Le moyen le plus propre de satisfaire à ces obligations, c'est d'utiliser un système de recrutement où elles découlent de l'usage normal plutôt que d'être des fonctions que l'on greffe. Le bon principe est simple à énoncer : l'IA assiste, les humains décident, et le système consigne. [Kit](/) est construit exactement autour de cette répartition des rôles.

**La surveillance humaine est structurelle, pas optionnelle.** Toute action qui change l'état d'une candidature exige un acteur humain. Rejeter, faire avancer, trancher une évaluation, formuler une offre : tout est attribué à une personne. Même les outils d'IA de Kit ne peuvent pas écarter un candidat de leur propre chef ; le circuit de rejet par IA exige un utilisateur connecté, un contrôle d'autorisation et une confirmation explicite. Il n'existe aucun chemin dans le code où l'IA rejette silencieusement un candidat, et c'est précisément la différence que recherchent les articles 14 et 26(2).

**La piste d'audit est automatique.** Kit modélise le pipeline sous forme d'enregistrements de progression d'étape attribués, chacun associé à une décision qui exige une justification écrite et consigne son auteur. La chronologie du candidat restitue le tout sous forme d'historique d'événements lisible par un humain. C'est « l'enregistrement automatique des événements tout au long du cycle de vie » de l'article 12, produit comme effet secondaire du recrutement plutôt que comme un projet de journalisation à part.

**La conservation est l'option par défaut, pas une corvée.** Comme les décisions et l'historique des étapes sont des enregistrements de base de données de premier ordre, et non des journaux éphémères qui finissent par disparaître, ils persistent bien au-delà du plancher de six mois de l'article 26(6).

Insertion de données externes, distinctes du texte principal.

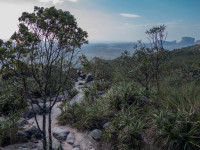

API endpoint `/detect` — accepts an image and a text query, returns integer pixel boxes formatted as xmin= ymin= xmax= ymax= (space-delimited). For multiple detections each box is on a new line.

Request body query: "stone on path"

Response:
xmin=52 ymin=139 xmax=64 ymax=150
xmin=85 ymin=74 xmax=93 ymax=83
xmin=67 ymin=132 xmax=75 ymax=144
xmin=53 ymin=127 xmax=70 ymax=141
xmin=73 ymin=141 xmax=81 ymax=148
xmin=17 ymin=118 xmax=28 ymax=127
xmin=90 ymin=129 xmax=102 ymax=141
xmin=24 ymin=125 xmax=42 ymax=140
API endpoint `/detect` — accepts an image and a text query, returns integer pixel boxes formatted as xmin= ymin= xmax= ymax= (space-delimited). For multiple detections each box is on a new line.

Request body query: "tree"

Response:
xmin=7 ymin=6 xmax=88 ymax=150
xmin=146 ymin=25 xmax=168 ymax=93
xmin=132 ymin=41 xmax=154 ymax=91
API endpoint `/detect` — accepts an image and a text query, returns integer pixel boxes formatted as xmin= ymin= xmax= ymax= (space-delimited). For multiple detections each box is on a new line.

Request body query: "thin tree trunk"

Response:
xmin=48 ymin=107 xmax=52 ymax=150
xmin=42 ymin=100 xmax=47 ymax=150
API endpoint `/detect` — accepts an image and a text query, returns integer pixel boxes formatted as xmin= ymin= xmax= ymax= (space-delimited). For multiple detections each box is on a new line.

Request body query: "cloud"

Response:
xmin=68 ymin=0 xmax=78 ymax=2
xmin=38 ymin=0 xmax=64 ymax=4
xmin=120 ymin=13 xmax=140 ymax=18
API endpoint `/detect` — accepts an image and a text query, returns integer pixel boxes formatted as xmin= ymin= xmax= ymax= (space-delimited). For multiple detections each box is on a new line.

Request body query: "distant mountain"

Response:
xmin=82 ymin=37 xmax=198 ymax=60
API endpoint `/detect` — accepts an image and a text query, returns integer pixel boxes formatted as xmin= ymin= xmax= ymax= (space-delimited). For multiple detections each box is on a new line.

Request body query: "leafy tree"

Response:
xmin=146 ymin=25 xmax=168 ymax=93
xmin=6 ymin=6 xmax=88 ymax=150
xmin=132 ymin=41 xmax=154 ymax=91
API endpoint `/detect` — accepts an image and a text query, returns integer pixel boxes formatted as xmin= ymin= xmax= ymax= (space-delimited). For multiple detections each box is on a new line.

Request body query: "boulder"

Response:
xmin=17 ymin=131 xmax=31 ymax=139
xmin=53 ymin=127 xmax=70 ymax=141
xmin=103 ymin=122 xmax=111 ymax=129
xmin=67 ymin=133 xmax=75 ymax=144
xmin=80 ymin=73 xmax=86 ymax=79
xmin=48 ymin=95 xmax=65 ymax=102
xmin=24 ymin=125 xmax=42 ymax=140
xmin=52 ymin=140 xmax=64 ymax=150
xmin=71 ymin=148 xmax=81 ymax=150
xmin=26 ymin=103 xmax=50 ymax=118
xmin=17 ymin=118 xmax=28 ymax=127
xmin=90 ymin=129 xmax=102 ymax=141
xmin=73 ymin=141 xmax=81 ymax=148
xmin=0 ymin=117 xmax=5 ymax=122
xmin=85 ymin=74 xmax=93 ymax=83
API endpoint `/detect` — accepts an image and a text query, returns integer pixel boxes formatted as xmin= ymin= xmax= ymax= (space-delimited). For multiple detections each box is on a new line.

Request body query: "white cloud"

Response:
xmin=68 ymin=0 xmax=78 ymax=2
xmin=38 ymin=0 xmax=64 ymax=4
xmin=120 ymin=13 xmax=140 ymax=18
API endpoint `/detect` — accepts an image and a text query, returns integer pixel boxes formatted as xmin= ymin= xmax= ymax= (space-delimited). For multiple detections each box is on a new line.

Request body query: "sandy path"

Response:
xmin=28 ymin=78 xmax=87 ymax=150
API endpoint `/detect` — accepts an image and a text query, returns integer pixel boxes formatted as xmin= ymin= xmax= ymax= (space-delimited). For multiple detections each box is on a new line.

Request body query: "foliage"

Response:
xmin=58 ymin=97 xmax=114 ymax=130
xmin=0 ymin=113 xmax=24 ymax=146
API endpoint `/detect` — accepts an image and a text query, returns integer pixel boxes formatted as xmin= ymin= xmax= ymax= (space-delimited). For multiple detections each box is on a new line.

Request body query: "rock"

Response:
xmin=53 ymin=127 xmax=70 ymax=141
xmin=73 ymin=141 xmax=81 ymax=148
xmin=52 ymin=140 xmax=64 ymax=150
xmin=0 ymin=117 xmax=5 ymax=122
xmin=90 ymin=129 xmax=102 ymax=141
xmin=97 ymin=91 xmax=105 ymax=95
xmin=103 ymin=122 xmax=111 ymax=129
xmin=48 ymin=95 xmax=65 ymax=102
xmin=79 ymin=82 xmax=84 ymax=85
xmin=67 ymin=133 xmax=75 ymax=144
xmin=26 ymin=103 xmax=50 ymax=118
xmin=3 ymin=142 xmax=40 ymax=150
xmin=30 ymin=98 xmax=40 ymax=104
xmin=17 ymin=131 xmax=31 ymax=139
xmin=17 ymin=118 xmax=28 ymax=127
xmin=71 ymin=148 xmax=81 ymax=150
xmin=85 ymin=74 xmax=93 ymax=83
xmin=0 ymin=147 xmax=5 ymax=150
xmin=80 ymin=73 xmax=86 ymax=79
xmin=135 ymin=96 xmax=151 ymax=106
xmin=81 ymin=134 xmax=95 ymax=150
xmin=26 ymin=108 xmax=36 ymax=119
xmin=24 ymin=125 xmax=42 ymax=139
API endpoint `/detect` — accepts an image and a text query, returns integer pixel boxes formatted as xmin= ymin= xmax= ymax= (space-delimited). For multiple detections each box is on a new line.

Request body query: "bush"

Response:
xmin=0 ymin=79 xmax=28 ymax=115
xmin=103 ymin=106 xmax=145 ymax=150
xmin=107 ymin=82 xmax=144 ymax=110
xmin=153 ymin=110 xmax=200 ymax=150
xmin=58 ymin=97 xmax=114 ymax=130
xmin=0 ymin=113 xmax=24 ymax=146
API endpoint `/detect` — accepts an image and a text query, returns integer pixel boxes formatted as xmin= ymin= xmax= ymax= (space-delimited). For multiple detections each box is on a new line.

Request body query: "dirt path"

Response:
xmin=28 ymin=78 xmax=95 ymax=150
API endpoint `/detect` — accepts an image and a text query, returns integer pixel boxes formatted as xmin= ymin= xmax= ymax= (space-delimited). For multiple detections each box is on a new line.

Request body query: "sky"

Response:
xmin=0 ymin=0 xmax=200 ymax=43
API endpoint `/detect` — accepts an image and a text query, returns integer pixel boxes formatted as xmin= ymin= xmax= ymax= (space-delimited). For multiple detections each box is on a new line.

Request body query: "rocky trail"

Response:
xmin=2 ymin=72 xmax=102 ymax=150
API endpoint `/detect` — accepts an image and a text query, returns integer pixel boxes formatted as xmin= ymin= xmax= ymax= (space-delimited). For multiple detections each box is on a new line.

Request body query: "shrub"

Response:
xmin=0 ymin=112 xmax=24 ymax=146
xmin=58 ymin=97 xmax=114 ymax=130
xmin=153 ymin=110 xmax=200 ymax=150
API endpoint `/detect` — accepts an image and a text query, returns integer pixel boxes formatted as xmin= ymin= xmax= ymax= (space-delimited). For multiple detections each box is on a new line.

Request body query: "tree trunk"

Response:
xmin=42 ymin=100 xmax=47 ymax=150
xmin=48 ymin=108 xmax=52 ymax=150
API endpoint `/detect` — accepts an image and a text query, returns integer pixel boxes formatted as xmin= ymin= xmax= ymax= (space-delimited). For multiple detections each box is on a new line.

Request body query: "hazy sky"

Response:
xmin=0 ymin=0 xmax=200 ymax=42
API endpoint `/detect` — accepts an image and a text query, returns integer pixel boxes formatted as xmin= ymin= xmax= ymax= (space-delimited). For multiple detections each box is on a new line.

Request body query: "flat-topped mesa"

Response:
xmin=179 ymin=37 xmax=195 ymax=46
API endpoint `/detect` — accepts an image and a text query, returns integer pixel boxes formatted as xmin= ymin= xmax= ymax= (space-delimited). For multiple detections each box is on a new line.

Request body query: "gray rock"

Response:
xmin=85 ymin=74 xmax=93 ymax=83
xmin=67 ymin=133 xmax=75 ymax=144
xmin=17 ymin=118 xmax=28 ymax=127
xmin=17 ymin=131 xmax=31 ymax=139
xmin=26 ymin=103 xmax=50 ymax=118
xmin=103 ymin=122 xmax=111 ymax=129
xmin=71 ymin=148 xmax=81 ymax=150
xmin=53 ymin=127 xmax=70 ymax=141
xmin=52 ymin=140 xmax=64 ymax=150
xmin=0 ymin=117 xmax=5 ymax=122
xmin=26 ymin=108 xmax=36 ymax=119
xmin=73 ymin=141 xmax=80 ymax=148
xmin=0 ymin=147 xmax=5 ymax=150
xmin=24 ymin=125 xmax=42 ymax=139
xmin=81 ymin=134 xmax=95 ymax=150
xmin=90 ymin=129 xmax=102 ymax=141
xmin=48 ymin=95 xmax=65 ymax=102
xmin=30 ymin=98 xmax=40 ymax=104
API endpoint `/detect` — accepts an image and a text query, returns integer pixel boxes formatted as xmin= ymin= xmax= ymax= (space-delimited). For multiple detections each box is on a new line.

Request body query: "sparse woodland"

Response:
xmin=0 ymin=6 xmax=200 ymax=150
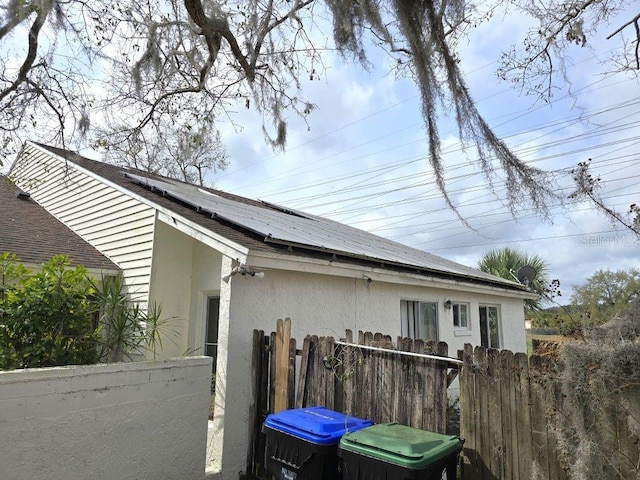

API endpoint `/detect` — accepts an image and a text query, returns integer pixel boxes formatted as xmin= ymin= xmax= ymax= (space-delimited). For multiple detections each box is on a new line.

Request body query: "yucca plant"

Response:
xmin=91 ymin=273 xmax=177 ymax=362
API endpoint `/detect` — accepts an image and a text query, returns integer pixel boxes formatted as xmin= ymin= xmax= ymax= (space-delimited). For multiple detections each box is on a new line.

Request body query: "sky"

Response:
xmin=209 ymin=7 xmax=640 ymax=305
xmin=2 ymin=4 xmax=638 ymax=306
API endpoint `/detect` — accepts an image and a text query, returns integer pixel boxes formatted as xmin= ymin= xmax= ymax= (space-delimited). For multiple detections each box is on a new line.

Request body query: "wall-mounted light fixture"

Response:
xmin=222 ymin=264 xmax=265 ymax=284
xmin=444 ymin=299 xmax=453 ymax=310
xmin=362 ymin=274 xmax=373 ymax=287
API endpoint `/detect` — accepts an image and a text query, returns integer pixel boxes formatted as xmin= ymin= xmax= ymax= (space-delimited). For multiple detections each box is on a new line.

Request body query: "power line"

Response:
xmin=260 ymin=94 xmax=640 ymax=211
xmin=425 ymin=229 xmax=637 ymax=251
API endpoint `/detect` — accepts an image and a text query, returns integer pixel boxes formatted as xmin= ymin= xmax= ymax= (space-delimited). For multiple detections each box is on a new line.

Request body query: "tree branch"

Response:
xmin=606 ymin=12 xmax=640 ymax=39
xmin=0 ymin=2 xmax=52 ymax=103
xmin=251 ymin=0 xmax=315 ymax=70
xmin=0 ymin=2 xmax=36 ymax=40
xmin=183 ymin=0 xmax=254 ymax=81
xmin=607 ymin=12 xmax=640 ymax=69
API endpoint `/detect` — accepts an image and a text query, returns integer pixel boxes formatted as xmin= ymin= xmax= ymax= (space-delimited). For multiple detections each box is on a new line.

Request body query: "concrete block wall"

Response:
xmin=0 ymin=357 xmax=212 ymax=480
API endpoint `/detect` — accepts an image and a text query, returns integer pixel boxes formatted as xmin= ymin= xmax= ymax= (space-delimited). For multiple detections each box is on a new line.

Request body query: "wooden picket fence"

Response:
xmin=459 ymin=344 xmax=567 ymax=480
xmin=245 ymin=319 xmax=639 ymax=479
xmin=245 ymin=319 xmax=458 ymax=478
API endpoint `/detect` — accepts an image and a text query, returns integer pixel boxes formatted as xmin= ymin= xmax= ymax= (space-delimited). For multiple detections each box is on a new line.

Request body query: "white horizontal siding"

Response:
xmin=51 ymin=189 xmax=130 ymax=220
xmin=88 ymin=224 xmax=156 ymax=249
xmin=101 ymin=243 xmax=154 ymax=259
xmin=12 ymin=145 xmax=157 ymax=303
xmin=72 ymin=210 xmax=155 ymax=239
xmin=64 ymin=203 xmax=152 ymax=232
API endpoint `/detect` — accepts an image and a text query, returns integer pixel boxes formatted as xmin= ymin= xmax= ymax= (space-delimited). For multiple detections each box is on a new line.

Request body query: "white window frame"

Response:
xmin=400 ymin=300 xmax=439 ymax=342
xmin=479 ymin=304 xmax=501 ymax=349
xmin=452 ymin=302 xmax=470 ymax=330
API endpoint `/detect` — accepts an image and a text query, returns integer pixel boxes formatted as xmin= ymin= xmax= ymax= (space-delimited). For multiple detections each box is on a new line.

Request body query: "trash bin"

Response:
xmin=262 ymin=406 xmax=373 ymax=480
xmin=338 ymin=422 xmax=464 ymax=480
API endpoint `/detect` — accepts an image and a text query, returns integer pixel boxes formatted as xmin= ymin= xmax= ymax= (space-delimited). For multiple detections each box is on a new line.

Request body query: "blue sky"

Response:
xmin=212 ymin=8 xmax=640 ymax=305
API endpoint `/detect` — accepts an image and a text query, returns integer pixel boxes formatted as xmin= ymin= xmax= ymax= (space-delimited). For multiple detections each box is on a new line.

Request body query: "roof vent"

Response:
xmin=15 ymin=191 xmax=31 ymax=200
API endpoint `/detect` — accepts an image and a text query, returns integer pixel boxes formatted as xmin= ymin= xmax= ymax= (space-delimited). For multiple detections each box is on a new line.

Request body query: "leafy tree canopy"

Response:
xmin=0 ymin=252 xmax=176 ymax=369
xmin=570 ymin=268 xmax=640 ymax=325
xmin=1 ymin=0 xmax=638 ymax=210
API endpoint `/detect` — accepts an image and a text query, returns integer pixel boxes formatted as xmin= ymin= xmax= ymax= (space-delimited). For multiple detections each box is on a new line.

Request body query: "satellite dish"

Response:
xmin=516 ymin=265 xmax=537 ymax=286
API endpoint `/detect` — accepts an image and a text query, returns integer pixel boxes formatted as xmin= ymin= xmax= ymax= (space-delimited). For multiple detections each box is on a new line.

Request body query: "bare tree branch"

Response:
xmin=0 ymin=1 xmax=52 ymax=103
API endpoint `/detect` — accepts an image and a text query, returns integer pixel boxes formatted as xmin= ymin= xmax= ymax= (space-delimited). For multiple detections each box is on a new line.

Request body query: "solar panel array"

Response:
xmin=124 ymin=172 xmax=519 ymax=286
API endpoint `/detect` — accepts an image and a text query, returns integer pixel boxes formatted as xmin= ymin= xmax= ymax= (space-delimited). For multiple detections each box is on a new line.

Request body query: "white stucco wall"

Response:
xmin=148 ymin=220 xmax=196 ymax=358
xmin=212 ymin=263 xmax=529 ymax=478
xmin=227 ymin=267 xmax=527 ymax=352
xmin=0 ymin=357 xmax=212 ymax=480
xmin=188 ymin=239 xmax=224 ymax=354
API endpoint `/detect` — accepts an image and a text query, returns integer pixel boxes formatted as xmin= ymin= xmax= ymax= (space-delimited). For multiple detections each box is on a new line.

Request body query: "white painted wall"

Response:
xmin=0 ymin=357 xmax=212 ymax=480
xmin=148 ymin=220 xmax=195 ymax=358
xmin=226 ymin=267 xmax=526 ymax=352
xmin=188 ymin=238 xmax=224 ymax=354
xmin=212 ymin=265 xmax=528 ymax=479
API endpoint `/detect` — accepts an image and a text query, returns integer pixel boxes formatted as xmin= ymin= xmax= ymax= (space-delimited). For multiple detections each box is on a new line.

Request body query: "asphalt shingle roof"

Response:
xmin=0 ymin=174 xmax=119 ymax=271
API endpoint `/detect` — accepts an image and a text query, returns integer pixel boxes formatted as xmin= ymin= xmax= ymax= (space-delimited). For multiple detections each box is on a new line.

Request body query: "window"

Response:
xmin=453 ymin=303 xmax=469 ymax=329
xmin=400 ymin=300 xmax=438 ymax=342
xmin=205 ymin=296 xmax=220 ymax=373
xmin=479 ymin=305 xmax=500 ymax=348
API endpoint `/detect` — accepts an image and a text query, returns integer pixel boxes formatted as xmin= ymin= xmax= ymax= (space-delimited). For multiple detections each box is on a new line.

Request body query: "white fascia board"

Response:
xmin=156 ymin=211 xmax=248 ymax=261
xmin=84 ymin=266 xmax=122 ymax=278
xmin=6 ymin=143 xmax=27 ymax=176
xmin=247 ymin=250 xmax=538 ymax=300
xmin=21 ymin=262 xmax=121 ymax=278
xmin=29 ymin=142 xmax=249 ymax=262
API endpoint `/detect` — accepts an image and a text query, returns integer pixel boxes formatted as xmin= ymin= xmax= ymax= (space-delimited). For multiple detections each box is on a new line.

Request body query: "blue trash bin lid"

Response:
xmin=264 ymin=407 xmax=372 ymax=445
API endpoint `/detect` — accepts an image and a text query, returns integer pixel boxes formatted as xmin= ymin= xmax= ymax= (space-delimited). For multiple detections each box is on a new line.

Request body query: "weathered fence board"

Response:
xmin=273 ymin=318 xmax=290 ymax=413
xmin=246 ymin=330 xmax=270 ymax=479
xmin=514 ymin=352 xmax=533 ymax=480
xmin=247 ymin=326 xmax=458 ymax=477
xmin=460 ymin=346 xmax=568 ymax=480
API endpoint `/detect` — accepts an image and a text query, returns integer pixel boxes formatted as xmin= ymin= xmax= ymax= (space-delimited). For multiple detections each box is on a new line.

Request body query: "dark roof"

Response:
xmin=34 ymin=143 xmax=289 ymax=255
xmin=31 ymin=143 xmax=527 ymax=292
xmin=0 ymin=174 xmax=119 ymax=271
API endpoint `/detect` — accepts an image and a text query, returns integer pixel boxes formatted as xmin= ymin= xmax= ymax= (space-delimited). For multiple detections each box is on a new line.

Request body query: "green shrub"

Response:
xmin=0 ymin=253 xmax=176 ymax=370
xmin=0 ymin=254 xmax=99 ymax=369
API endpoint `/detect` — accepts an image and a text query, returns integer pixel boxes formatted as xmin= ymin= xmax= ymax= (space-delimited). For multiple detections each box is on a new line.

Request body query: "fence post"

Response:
xmin=274 ymin=318 xmax=291 ymax=413
xmin=246 ymin=329 xmax=268 ymax=478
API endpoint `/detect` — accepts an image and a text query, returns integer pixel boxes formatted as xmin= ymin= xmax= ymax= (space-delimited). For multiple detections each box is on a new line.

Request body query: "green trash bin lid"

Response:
xmin=339 ymin=423 xmax=462 ymax=469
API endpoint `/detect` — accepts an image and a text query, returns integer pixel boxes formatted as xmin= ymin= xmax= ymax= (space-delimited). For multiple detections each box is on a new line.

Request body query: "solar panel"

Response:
xmin=124 ymin=172 xmax=518 ymax=285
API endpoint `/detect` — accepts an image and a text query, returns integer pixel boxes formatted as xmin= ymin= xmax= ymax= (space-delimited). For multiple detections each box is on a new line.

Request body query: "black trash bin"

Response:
xmin=262 ymin=406 xmax=372 ymax=480
xmin=338 ymin=422 xmax=464 ymax=480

La charge bascule de « comment conserver mes journaux six mois » à « j'ai déjà l'historique complet et interrogeable ».

**La traçabilité et l'explication sont intégrées.** Kit indique si un signal provient de l'IA ou d'un humain, de sorte que le système sait, et peut révéler, quelles entrées sont issues de l'IA, ce qui répond aux obligations de transparence des articles 26(11) et 50. Et comme chaque décision porte un acteur identifié assorti d'une justification, et que les évaluations portent des scores rapportés à des critères nommés, Kit peut produire l'« explication claire et pertinente » que l'article 86 garantit aux candidats refusés.

Soyons clairs sur le périmètre : utiliser Kit ne vous rend pas automatiquement conforme. Vous restez responsable de votre AIPD, de vos notifications aux salariés et de la compétence des humains chargés de la surveillance. Ce que fait Kit, c'est activer par défaut les parties difficiles et faciles à négliger, pour que les enregistrements et les garde-fous attendus par le règlement IA existent déjà le jour où un régulateur, un candidat ou votre conseil d'administration les réclame.

Le règlement IA de l'UE n'a pas rendu le recrutement par IA illégal. Il a fait du recrutement par IA non documenté et sans intervention humaine une source de responsabilité. Les équipes qui s'en sortiront le mieux ne sont pas celles qui arrachent l'IA du recrutement. Ce sont celles qui peuvent montrer leur travail : qui a décidé, sur quelle base, avec quelle trace. Construisez cela maintenant, tant que l'échéance vous en laisse le temps, plutôt que de le greffer dans l'urgence fin 2027.